Throughout the project, Hill Construction has been cognizant of the hotel’s ballroom, around which much of the work is taking place. By working with the hotel, Hill Construction is avoiding conflicts with the ballroom and ensuring that the hotel can continue to cater to its conference and events business.

Another major project Hill Construction recently completed is located just a half-mile down the road from the Belmond. St. Matthew’s Lutheran Church was originally built in 1872 and was in need of an extensive structural overhaul when Hill Construction began work on the place of worship in September 2013. The $7 million project took a year-and-a-half as Hill Construction updated the sanctuary inside and out, replaced the aging HVAC system with modern, energy-efficient equipment, and shored up the structure’s century-old foundation.

Hill Construction also replaced the slate roof, reusing much of the existing material to be consistent with the rest of the building. On the exteriors, Hill Construction worked with the local historical preservation society to use a specialty stucco that matched the existing structure.

Just a few years removed from the recession, Hill Construction is more entwined in the Lowcountry market than ever before in its 60-year history.
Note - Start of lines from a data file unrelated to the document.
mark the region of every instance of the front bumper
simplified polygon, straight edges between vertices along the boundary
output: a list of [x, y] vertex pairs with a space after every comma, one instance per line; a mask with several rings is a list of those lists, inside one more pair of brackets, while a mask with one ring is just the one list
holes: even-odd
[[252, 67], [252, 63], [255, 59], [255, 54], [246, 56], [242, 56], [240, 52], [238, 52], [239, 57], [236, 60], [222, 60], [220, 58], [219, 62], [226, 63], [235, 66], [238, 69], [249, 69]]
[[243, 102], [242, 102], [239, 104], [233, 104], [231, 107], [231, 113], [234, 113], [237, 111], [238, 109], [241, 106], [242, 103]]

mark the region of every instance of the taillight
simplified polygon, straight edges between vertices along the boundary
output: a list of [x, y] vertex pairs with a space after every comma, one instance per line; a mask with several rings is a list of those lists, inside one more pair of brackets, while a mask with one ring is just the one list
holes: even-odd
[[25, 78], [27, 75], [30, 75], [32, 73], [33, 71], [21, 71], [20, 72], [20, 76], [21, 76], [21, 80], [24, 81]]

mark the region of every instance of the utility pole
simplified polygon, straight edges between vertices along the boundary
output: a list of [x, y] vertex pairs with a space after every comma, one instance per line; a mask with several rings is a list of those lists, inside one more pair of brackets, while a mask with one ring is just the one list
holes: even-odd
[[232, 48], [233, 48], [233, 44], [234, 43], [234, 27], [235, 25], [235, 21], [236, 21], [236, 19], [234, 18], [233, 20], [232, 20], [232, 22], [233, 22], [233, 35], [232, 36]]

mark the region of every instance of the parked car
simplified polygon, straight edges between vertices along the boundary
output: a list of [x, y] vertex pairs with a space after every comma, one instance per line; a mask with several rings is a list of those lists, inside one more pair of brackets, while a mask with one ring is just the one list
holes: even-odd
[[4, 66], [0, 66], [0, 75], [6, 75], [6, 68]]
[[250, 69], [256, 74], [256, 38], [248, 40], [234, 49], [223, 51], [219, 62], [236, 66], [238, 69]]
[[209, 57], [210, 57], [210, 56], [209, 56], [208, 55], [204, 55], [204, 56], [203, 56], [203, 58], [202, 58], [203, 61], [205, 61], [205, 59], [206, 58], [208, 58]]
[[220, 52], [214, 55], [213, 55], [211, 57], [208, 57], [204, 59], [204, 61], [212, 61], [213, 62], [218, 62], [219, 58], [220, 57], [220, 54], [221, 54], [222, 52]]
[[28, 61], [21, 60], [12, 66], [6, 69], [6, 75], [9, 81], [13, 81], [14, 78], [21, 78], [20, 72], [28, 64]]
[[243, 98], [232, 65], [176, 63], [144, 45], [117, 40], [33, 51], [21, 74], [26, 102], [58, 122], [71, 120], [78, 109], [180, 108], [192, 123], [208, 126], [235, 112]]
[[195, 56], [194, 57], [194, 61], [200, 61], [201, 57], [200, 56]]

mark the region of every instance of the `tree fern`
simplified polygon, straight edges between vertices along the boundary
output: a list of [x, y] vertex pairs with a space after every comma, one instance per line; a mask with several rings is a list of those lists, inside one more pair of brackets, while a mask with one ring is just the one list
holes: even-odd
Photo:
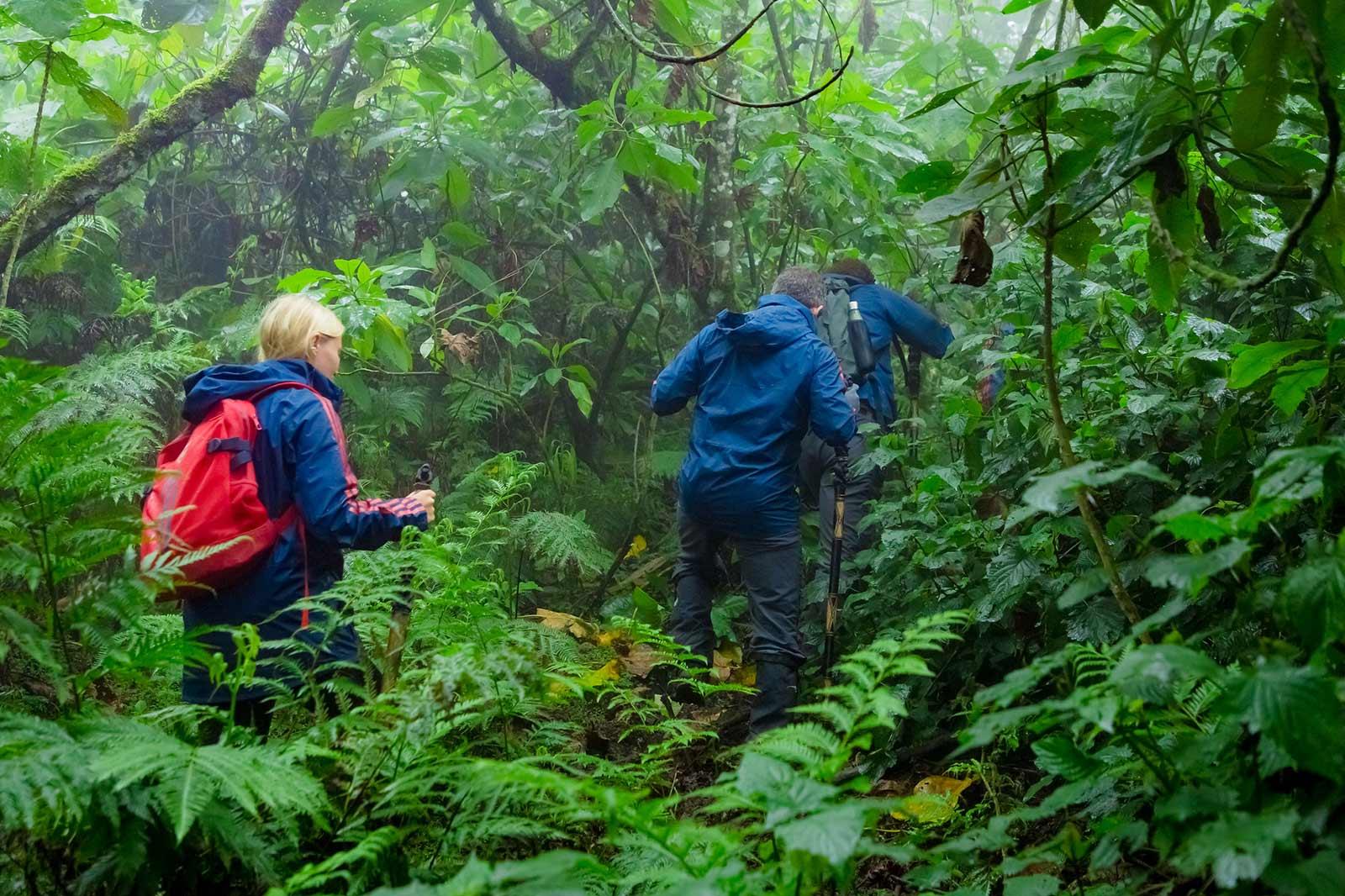
[[599, 544], [582, 514], [525, 514], [514, 527], [514, 538], [533, 560], [557, 570], [592, 577], [612, 565], [612, 552]]

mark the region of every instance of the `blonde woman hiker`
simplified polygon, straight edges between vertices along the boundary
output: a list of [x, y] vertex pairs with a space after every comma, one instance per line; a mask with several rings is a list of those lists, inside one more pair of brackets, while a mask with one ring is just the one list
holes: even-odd
[[[183, 383], [183, 417], [194, 426], [213, 416], [218, 420], [226, 400], [243, 400], [256, 408], [257, 426], [250, 441], [215, 439], [218, 444], [204, 451], [233, 452], [234, 472], [226, 475], [247, 476], [249, 483], [256, 478], [254, 495], [273, 523], [274, 541], [245, 568], [227, 570], [233, 574], [221, 577], [226, 584], [198, 591], [183, 601], [188, 631], [199, 626], [257, 626], [262, 642], [260, 681], [242, 687], [234, 701], [206, 669], [188, 667], [182, 696], [190, 704], [234, 702], [235, 724], [249, 725], [262, 736], [270, 728], [274, 697], [297, 687], [305, 667], [312, 670], [316, 663], [321, 677], [358, 662], [354, 626], [328, 624], [328, 613], [342, 608], [331, 599], [320, 599], [342, 577], [342, 552], [373, 550], [397, 541], [404, 527], [425, 529], [434, 519], [434, 492], [429, 490], [393, 500], [356, 496], [359, 483], [350, 467], [339, 417], [342, 390], [332, 382], [340, 369], [343, 332], [342, 322], [319, 301], [280, 296], [262, 313], [257, 363], [207, 367]], [[237, 402], [227, 406], [238, 413]], [[203, 496], [199, 503], [210, 502]], [[219, 509], [211, 513], [223, 515]], [[299, 640], [307, 650], [289, 651], [276, 662], [278, 654], [266, 643], [285, 639]], [[234, 667], [231, 631], [210, 632], [204, 642], [223, 655], [229, 669]], [[213, 739], [208, 733], [204, 737]]]

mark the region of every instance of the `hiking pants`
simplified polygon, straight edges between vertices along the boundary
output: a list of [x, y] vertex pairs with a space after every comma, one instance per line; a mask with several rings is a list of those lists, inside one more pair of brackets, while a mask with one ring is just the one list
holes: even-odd
[[678, 552], [672, 581], [677, 605], [668, 634], [699, 654], [709, 665], [714, 652], [710, 607], [718, 570], [716, 552], [732, 538], [738, 549], [742, 581], [752, 619], [751, 650], [759, 662], [777, 662], [791, 669], [803, 663], [799, 636], [799, 605], [803, 597], [803, 558], [798, 530], [765, 538], [737, 538], [717, 531], [678, 509]]

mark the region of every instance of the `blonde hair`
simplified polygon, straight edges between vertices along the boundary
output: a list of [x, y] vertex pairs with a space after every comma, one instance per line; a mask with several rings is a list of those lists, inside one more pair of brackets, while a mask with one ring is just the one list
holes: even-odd
[[299, 293], [276, 296], [261, 312], [261, 324], [257, 327], [260, 343], [257, 358], [260, 361], [308, 358], [313, 336], [335, 339], [344, 332], [344, 324], [332, 309], [312, 296]]

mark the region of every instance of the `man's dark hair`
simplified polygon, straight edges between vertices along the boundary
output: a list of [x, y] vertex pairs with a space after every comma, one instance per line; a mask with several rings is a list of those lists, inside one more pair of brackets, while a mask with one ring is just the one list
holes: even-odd
[[838, 273], [843, 277], [854, 277], [859, 283], [873, 283], [873, 272], [869, 270], [869, 265], [863, 264], [858, 258], [837, 258], [831, 262], [831, 266], [822, 273]]
[[827, 288], [822, 285], [822, 274], [799, 265], [781, 270], [780, 276], [775, 278], [771, 292], [791, 296], [804, 308], [816, 308], [827, 296]]

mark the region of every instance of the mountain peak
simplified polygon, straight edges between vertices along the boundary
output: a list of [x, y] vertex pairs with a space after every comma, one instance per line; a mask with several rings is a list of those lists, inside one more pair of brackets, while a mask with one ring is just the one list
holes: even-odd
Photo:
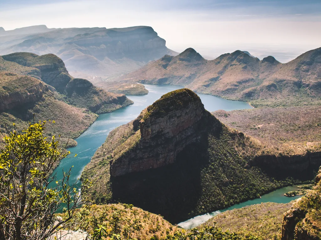
[[178, 55], [179, 59], [181, 61], [186, 62], [190, 62], [191, 61], [203, 61], [204, 60], [201, 54], [197, 52], [194, 49], [189, 48]]
[[250, 57], [252, 57], [252, 58], [255, 58], [255, 57], [254, 56], [253, 56], [253, 55], [252, 55], [252, 54], [251, 54], [251, 53], [250, 53], [249, 52], [247, 51], [242, 51], [242, 52], [243, 52], [245, 53], [246, 53]]
[[199, 97], [191, 90], [188, 88], [175, 90], [164, 94], [148, 107], [145, 116], [154, 117], [162, 115], [183, 108], [195, 101], [199, 101], [201, 103]]

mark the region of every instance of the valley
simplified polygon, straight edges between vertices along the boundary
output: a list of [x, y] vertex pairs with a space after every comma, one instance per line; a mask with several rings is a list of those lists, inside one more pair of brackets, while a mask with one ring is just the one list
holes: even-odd
[[260, 60], [237, 50], [210, 60], [190, 48], [116, 79], [179, 85], [256, 107], [319, 106], [320, 57], [319, 48], [281, 63], [272, 56]]
[[208, 60], [86, 17], [0, 27], [0, 240], [321, 239], [321, 48]]

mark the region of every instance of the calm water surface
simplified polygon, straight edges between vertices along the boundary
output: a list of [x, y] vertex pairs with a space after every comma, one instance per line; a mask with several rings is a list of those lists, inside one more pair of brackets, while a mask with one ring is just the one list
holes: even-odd
[[[62, 178], [63, 171], [67, 171], [72, 166], [72, 172], [69, 180], [71, 185], [75, 183], [79, 188], [81, 183], [78, 179], [85, 166], [90, 161], [97, 149], [106, 140], [109, 132], [113, 129], [127, 123], [137, 117], [142, 110], [152, 104], [165, 93], [182, 87], [169, 85], [145, 85], [148, 90], [146, 95], [143, 96], [129, 96], [134, 101], [132, 105], [122, 108], [109, 113], [101, 114], [97, 120], [83, 133], [77, 138], [76, 147], [68, 150], [77, 155], [75, 157], [68, 157], [63, 159], [54, 173], [56, 172], [57, 179]], [[199, 94], [205, 108], [212, 112], [220, 109], [227, 111], [252, 108], [247, 103], [231, 101], [210, 95]], [[54, 186], [53, 183], [52, 186]]]
[[191, 229], [205, 222], [211, 218], [228, 210], [232, 210], [235, 208], [240, 208], [253, 204], [257, 204], [261, 203], [267, 203], [269, 202], [277, 203], [287, 203], [292, 200], [302, 196], [297, 196], [290, 197], [285, 196], [284, 195], [286, 192], [291, 191], [295, 191], [297, 189], [298, 187], [296, 186], [289, 186], [278, 189], [267, 194], [263, 195], [261, 196], [261, 198], [256, 198], [252, 200], [249, 200], [243, 203], [235, 204], [223, 210], [212, 212], [204, 215], [198, 216], [180, 222], [178, 225], [184, 228]]

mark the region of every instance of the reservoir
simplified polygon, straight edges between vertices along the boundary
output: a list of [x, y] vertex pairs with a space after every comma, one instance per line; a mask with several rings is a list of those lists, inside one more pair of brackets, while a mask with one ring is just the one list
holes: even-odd
[[[101, 114], [94, 122], [82, 134], [76, 138], [77, 145], [67, 150], [75, 157], [67, 157], [63, 159], [54, 171], [56, 172], [57, 180], [62, 178], [63, 171], [67, 171], [72, 167], [72, 173], [69, 179], [70, 185], [76, 183], [78, 188], [81, 184], [78, 179], [80, 177], [84, 168], [90, 161], [97, 148], [101, 146], [111, 130], [123, 124], [135, 119], [141, 112], [147, 107], [152, 104], [162, 95], [171, 91], [182, 88], [182, 87], [170, 85], [144, 84], [149, 91], [143, 96], [128, 96], [134, 104], [122, 108], [108, 113]], [[210, 112], [220, 109], [231, 111], [234, 110], [252, 108], [245, 102], [232, 101], [221, 98], [204, 94], [198, 94], [205, 108]], [[54, 186], [54, 181], [53, 183]]]
[[232, 210], [235, 208], [240, 208], [249, 205], [258, 204], [261, 203], [267, 203], [269, 202], [277, 203], [287, 203], [292, 200], [301, 197], [302, 196], [297, 195], [294, 197], [287, 197], [284, 194], [291, 191], [296, 191], [298, 187], [296, 186], [289, 186], [278, 189], [273, 192], [263, 195], [261, 198], [249, 200], [243, 203], [235, 204], [222, 210], [212, 212], [203, 215], [196, 216], [188, 220], [178, 223], [178, 225], [186, 229], [191, 229], [205, 222], [210, 218], [213, 218], [221, 212]]

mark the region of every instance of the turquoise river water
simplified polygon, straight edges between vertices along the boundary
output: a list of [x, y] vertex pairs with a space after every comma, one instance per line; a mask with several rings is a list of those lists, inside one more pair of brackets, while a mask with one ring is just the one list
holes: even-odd
[[[69, 184], [75, 183], [80, 187], [78, 180], [85, 166], [90, 161], [97, 149], [105, 141], [109, 132], [117, 127], [125, 124], [136, 118], [142, 110], [159, 99], [162, 95], [169, 92], [181, 88], [181, 87], [169, 85], [145, 85], [148, 90], [146, 95], [142, 96], [128, 96], [134, 101], [134, 104], [108, 113], [101, 114], [91, 126], [75, 140], [77, 145], [68, 150], [72, 153], [70, 156], [77, 154], [75, 157], [68, 157], [63, 159], [54, 173], [56, 173], [57, 180], [62, 178], [63, 171], [66, 171], [72, 166], [72, 172], [69, 179]], [[198, 94], [204, 104], [205, 108], [210, 112], [221, 109], [226, 111], [251, 108], [247, 103], [238, 101], [231, 101], [211, 95]], [[279, 189], [266, 194], [259, 198], [236, 204], [224, 210], [241, 207], [251, 204], [260, 203], [262, 202], [288, 202], [293, 199], [285, 197], [282, 194], [292, 189], [288, 188]], [[290, 189], [290, 188], [291, 188]], [[281, 193], [282, 194], [281, 195]], [[281, 196], [282, 195], [282, 196]], [[179, 225], [182, 227], [190, 228], [206, 221], [218, 211], [198, 216]]]

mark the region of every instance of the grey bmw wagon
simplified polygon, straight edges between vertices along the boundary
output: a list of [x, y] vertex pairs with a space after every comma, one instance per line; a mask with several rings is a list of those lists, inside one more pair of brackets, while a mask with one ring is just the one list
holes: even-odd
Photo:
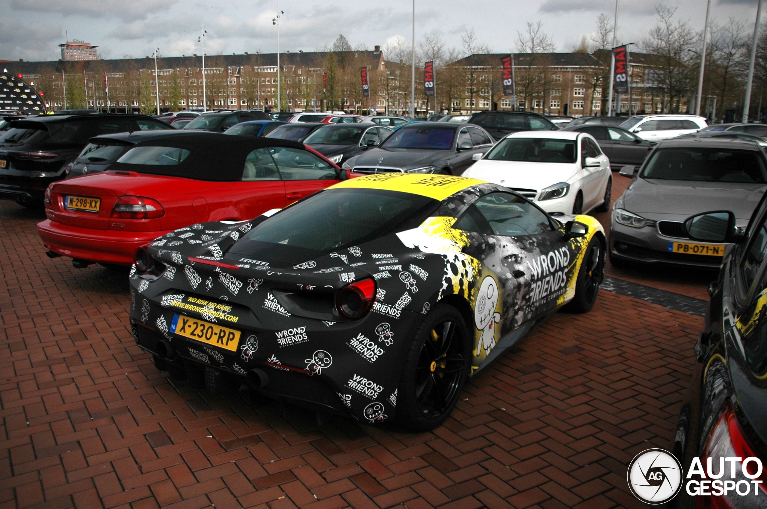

Thanks to its diversification, the company’s volume has returned to pre-recession levels, although the average job size is smaller than before. Dunn believes the company’s growth lies not in expanding its workforce or area of operations, but by growing the average size of the projects it undertakes.

Hill Construction is preparing for that growth by training its junior project managers and superintendents to handle larger projects and more complicated work. By pursuing fewer but larger jobs, the company believes it can avoid burnout and raise the level of its work. “We feel that’s the best way for us to grow,” Dunn says.